The outputs from a reader are the relevant answers (start index and end index) from passages across multiple documents for a user query. In the below example, the outputs for the reader are 0 (start index) and 10 (end index) for provided context/passage.
We must compare the gold standard answer/label (Tony Stark) with the predicted answer to evaluate the reader. I will introduce some of the widely used metrics below. Each metric score is for a single prediction. The average of individual prediction scores can be taken as the final score.

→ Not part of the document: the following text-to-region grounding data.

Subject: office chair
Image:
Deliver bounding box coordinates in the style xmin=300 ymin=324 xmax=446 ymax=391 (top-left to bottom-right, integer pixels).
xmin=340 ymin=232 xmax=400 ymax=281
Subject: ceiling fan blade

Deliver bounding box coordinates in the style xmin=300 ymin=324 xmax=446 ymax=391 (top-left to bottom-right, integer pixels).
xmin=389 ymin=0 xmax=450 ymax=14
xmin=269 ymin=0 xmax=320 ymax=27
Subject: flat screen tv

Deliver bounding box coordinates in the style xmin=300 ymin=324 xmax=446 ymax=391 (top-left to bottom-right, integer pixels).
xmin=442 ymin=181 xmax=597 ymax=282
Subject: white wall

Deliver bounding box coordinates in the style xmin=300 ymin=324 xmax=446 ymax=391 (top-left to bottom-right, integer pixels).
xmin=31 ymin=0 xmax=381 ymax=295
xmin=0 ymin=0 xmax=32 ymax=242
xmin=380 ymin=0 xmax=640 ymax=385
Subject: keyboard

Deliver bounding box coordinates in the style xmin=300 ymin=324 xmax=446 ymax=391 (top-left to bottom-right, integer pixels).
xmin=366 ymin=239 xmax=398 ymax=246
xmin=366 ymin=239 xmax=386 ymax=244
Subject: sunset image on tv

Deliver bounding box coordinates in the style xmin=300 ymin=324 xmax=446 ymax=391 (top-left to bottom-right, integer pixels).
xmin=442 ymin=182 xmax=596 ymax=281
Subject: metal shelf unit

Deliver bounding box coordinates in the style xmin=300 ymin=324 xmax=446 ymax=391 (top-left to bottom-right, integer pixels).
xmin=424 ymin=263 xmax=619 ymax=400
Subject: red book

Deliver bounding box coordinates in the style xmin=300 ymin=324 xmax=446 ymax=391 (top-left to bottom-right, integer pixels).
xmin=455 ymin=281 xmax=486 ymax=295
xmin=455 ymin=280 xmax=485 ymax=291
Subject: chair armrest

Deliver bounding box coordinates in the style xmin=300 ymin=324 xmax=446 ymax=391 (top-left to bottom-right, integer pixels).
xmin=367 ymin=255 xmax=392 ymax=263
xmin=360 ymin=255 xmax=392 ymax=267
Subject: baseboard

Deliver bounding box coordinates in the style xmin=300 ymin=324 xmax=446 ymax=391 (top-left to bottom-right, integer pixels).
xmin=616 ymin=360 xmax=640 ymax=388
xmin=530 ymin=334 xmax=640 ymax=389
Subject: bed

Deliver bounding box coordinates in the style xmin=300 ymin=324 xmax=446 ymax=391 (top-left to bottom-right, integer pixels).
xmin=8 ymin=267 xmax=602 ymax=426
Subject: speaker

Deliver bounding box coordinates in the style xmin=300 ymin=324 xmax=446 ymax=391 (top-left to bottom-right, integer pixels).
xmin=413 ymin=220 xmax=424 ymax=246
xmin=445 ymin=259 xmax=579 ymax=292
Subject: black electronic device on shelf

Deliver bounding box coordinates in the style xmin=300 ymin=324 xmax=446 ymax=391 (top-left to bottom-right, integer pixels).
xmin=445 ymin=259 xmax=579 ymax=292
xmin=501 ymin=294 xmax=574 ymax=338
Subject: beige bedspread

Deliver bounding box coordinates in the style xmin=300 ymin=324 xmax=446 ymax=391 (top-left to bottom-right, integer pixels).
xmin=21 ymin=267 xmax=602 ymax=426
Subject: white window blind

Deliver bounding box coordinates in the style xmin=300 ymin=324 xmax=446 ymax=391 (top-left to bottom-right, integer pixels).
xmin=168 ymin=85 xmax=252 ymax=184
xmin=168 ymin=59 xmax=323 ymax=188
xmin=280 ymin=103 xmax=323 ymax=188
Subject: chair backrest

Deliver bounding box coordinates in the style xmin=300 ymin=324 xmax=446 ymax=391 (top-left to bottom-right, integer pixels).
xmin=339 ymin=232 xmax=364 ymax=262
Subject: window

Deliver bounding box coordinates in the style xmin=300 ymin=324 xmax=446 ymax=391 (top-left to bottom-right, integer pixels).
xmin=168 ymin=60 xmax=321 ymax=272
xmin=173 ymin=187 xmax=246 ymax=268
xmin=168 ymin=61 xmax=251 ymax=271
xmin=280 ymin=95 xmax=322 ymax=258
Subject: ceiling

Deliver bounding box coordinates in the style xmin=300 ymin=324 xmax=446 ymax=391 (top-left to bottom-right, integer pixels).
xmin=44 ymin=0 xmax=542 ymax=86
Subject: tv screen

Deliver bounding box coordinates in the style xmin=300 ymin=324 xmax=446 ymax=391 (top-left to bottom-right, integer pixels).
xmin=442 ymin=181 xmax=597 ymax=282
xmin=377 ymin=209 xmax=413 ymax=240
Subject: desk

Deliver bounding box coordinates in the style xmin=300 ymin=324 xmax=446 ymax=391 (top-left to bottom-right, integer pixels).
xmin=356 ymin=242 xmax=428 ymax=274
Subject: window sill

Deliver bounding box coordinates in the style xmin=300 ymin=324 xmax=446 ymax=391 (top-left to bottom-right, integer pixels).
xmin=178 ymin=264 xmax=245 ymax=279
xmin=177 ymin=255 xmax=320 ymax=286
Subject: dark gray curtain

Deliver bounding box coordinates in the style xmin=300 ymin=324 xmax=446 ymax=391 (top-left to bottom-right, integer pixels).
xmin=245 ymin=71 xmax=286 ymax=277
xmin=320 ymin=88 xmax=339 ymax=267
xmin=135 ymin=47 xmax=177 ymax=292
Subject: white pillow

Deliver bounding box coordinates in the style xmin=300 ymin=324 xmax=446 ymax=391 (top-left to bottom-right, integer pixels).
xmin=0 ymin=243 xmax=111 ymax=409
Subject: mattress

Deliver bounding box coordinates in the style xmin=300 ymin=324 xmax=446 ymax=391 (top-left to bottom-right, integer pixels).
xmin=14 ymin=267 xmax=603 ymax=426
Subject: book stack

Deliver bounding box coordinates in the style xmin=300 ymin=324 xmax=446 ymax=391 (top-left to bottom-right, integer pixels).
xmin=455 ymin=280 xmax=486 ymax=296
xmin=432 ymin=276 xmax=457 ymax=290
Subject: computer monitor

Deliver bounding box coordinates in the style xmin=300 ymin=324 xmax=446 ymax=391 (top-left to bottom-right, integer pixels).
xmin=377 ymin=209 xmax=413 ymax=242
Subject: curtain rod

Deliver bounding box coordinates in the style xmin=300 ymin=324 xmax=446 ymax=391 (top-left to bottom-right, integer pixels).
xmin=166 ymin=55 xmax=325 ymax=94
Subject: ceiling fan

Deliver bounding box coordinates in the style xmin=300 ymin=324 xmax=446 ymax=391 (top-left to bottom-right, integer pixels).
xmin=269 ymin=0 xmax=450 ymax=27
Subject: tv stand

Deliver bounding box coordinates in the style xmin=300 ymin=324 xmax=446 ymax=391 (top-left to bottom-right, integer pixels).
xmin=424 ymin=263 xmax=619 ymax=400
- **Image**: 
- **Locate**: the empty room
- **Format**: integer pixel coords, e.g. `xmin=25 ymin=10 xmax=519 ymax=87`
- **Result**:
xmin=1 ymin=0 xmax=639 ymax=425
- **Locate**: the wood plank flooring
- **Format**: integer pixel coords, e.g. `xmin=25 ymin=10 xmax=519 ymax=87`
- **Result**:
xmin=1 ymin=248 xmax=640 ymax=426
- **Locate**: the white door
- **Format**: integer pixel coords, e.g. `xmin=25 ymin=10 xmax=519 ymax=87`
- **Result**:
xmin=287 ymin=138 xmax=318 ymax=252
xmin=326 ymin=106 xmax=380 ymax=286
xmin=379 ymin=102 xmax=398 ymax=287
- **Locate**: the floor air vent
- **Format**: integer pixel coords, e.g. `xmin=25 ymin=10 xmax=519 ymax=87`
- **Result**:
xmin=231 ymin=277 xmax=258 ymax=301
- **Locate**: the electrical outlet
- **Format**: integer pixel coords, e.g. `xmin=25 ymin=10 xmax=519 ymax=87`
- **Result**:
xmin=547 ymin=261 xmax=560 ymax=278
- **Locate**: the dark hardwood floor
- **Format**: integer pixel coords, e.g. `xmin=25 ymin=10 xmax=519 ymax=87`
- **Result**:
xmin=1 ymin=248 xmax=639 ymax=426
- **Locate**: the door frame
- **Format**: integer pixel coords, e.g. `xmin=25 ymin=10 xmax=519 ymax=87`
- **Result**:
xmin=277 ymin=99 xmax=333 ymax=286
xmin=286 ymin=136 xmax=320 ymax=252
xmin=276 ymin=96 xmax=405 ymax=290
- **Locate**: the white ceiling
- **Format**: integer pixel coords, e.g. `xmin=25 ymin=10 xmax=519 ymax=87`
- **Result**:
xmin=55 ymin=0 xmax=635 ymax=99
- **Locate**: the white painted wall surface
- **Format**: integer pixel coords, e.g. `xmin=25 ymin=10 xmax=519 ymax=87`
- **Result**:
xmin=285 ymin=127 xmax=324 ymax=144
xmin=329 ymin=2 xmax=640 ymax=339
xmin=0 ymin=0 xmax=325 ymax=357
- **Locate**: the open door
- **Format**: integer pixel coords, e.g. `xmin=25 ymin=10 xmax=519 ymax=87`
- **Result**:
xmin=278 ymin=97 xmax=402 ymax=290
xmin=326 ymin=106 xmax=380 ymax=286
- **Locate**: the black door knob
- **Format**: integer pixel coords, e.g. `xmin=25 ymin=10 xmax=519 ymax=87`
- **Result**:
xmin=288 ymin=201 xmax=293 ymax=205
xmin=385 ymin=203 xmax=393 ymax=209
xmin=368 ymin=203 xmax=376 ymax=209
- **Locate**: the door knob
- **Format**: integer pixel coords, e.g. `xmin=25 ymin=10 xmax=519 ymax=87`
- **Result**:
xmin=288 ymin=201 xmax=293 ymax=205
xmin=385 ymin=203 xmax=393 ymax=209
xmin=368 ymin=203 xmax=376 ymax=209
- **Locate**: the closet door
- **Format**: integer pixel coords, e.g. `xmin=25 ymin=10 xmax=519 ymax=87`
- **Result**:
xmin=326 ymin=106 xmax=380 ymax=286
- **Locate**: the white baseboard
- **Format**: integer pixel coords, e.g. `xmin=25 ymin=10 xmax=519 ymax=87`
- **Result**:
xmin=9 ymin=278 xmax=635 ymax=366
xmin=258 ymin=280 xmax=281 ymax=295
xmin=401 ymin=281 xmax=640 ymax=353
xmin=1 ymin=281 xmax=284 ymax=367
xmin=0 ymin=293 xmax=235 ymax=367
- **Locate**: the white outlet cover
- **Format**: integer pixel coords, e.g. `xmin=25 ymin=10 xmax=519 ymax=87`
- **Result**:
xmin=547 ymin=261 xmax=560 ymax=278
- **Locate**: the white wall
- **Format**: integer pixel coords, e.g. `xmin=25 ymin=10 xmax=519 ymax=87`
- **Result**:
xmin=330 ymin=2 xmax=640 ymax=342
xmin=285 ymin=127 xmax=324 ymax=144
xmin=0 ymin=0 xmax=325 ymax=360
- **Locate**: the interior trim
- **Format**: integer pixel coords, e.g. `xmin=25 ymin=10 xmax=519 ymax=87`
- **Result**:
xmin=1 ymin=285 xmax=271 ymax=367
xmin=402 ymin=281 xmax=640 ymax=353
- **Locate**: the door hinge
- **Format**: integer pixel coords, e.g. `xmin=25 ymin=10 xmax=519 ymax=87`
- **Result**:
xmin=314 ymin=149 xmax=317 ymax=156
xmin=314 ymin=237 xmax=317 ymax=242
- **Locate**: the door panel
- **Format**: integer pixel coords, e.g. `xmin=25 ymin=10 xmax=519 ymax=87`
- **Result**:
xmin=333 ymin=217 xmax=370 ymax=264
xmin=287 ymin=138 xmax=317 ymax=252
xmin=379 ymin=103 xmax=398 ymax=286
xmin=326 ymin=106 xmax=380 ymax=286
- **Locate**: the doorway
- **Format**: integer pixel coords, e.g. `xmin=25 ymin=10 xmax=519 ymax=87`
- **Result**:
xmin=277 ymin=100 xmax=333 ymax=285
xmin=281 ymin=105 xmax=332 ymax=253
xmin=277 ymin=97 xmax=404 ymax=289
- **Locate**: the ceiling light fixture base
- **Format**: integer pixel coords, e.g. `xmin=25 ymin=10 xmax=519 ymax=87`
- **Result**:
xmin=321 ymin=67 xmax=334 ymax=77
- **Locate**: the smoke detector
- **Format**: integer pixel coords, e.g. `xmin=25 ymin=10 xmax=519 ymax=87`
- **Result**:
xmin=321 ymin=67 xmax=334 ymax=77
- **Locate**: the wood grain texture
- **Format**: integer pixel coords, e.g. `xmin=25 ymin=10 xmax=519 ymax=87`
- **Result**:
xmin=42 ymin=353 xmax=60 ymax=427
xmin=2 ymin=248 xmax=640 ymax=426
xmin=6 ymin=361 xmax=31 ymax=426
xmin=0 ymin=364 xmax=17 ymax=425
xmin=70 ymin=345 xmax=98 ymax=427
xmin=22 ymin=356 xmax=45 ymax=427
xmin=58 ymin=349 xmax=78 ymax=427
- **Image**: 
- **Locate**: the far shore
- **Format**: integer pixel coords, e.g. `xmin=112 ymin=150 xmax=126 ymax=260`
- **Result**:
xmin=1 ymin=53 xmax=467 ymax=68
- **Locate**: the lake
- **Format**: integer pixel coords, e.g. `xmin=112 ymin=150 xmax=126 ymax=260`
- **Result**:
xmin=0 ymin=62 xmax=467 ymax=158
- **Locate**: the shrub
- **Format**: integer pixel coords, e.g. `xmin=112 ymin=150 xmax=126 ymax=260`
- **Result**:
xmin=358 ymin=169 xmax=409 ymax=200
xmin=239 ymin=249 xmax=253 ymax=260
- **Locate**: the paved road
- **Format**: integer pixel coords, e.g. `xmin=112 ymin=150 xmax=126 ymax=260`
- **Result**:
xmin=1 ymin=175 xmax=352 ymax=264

The Reader evaluation metrics can be divided into two categories:
Lexical or Keyword-based Evaluation Metrics entirely rely on string comparisons. The exact tokens or words in predicted answer and annotation labels are compared to calculate similarity. These metrics are simple to calculate and easy to understand. However, exact keyword matching is inefficient when a question has multiple correct answers, and annotators miss annotating every possible correct answer for that question.
1.1 Exact Match (EM):
Exact Match is a strict evaluation metric that only gives two scores (0 or 1). EM score is 1 if the answer provided by the annotator is precisely the same as the predicted answer; else, it gives 0 (EM score for “the US” and “the United States” is 0). EM might be a good metric for very short or concise factual answers, but it isn't suitable for long answers.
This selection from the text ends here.